ITAT held that revision under section 263 cannot be invoked where the Assessing Officer conducted a detailed inquiry on Section 14A disallowance
Meetu Kumari | Mar 10, 2026 |
Income Tax: Section 263 Revision Invalid Where Assessing Officer Conducted Proper Inquiry
The assessee, Dhani Loans & Services Ltd., engaged in investment and lending activities, filed its return for AY 2018–19 declaring income of Rs. 199.86 crore. The assessment was completed under section 143(3) with certain disallowances under sections 36(1)(va) and 40A(2)(b).
During the assessment, the Assessing Officer issued multiple notices seeking details regarding exempt income, mutual fund investments, and the computation of disallowance under section 14A. The assessee furnished the required information and made a suo motu disallowance of Rs. 1.69 crore under section 14A, calculated at 1% of the average value of investments that yielded exempt income, which the AO accepted after examination.
The PCIT invoked revision under section 263 alleging under-assessment of disallowance under section 14A. The PCIT recomputed the disallowance under Rule 8D at Rs. 13.38 crore and enhanced the assessee’s income by Rs. 11.69 crore. Aggrieved, the assessee appealed before the Income Tax Appellate Tribunal.
Central Issue: Whether revision under section 263 was valid when the Assessing Officer had already examined the issue of disallowance under section 14A during assessment proceedings.
Tribunal’s Ruling: The Income Tax Appellate Tribunal allowed the assessee’s appeal and quashed the revision order. It held that the AO had conducted detailed inquiries and accepted the assessee’s computation after verification. The Tribunal also noted that restricting disallowance to investments yielding exempt income was supported by the Delhi High Court decision in ACB India Ltd. v. ACIT.
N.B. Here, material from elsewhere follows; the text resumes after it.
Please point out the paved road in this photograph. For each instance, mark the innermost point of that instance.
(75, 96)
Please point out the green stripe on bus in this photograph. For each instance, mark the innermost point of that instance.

The Tribunal emphasised that revision under section 263 is permissible only in cases of “lack of inquiry“, not merely “inadequate inquiry“, and relied on precedents including CIT v. Vikas Polymers, CIT v. Sunbeam Auto Ltd., ITO v. D.G. Housing Projects Ltd., and PCIT v. Delhi Airport Metro Express (P) Ltd. Accordingly, the Tribunal held that the assessment order was neither erroneous nor prejudicial to the interests of the Revenue and set aside the PCIT’s order.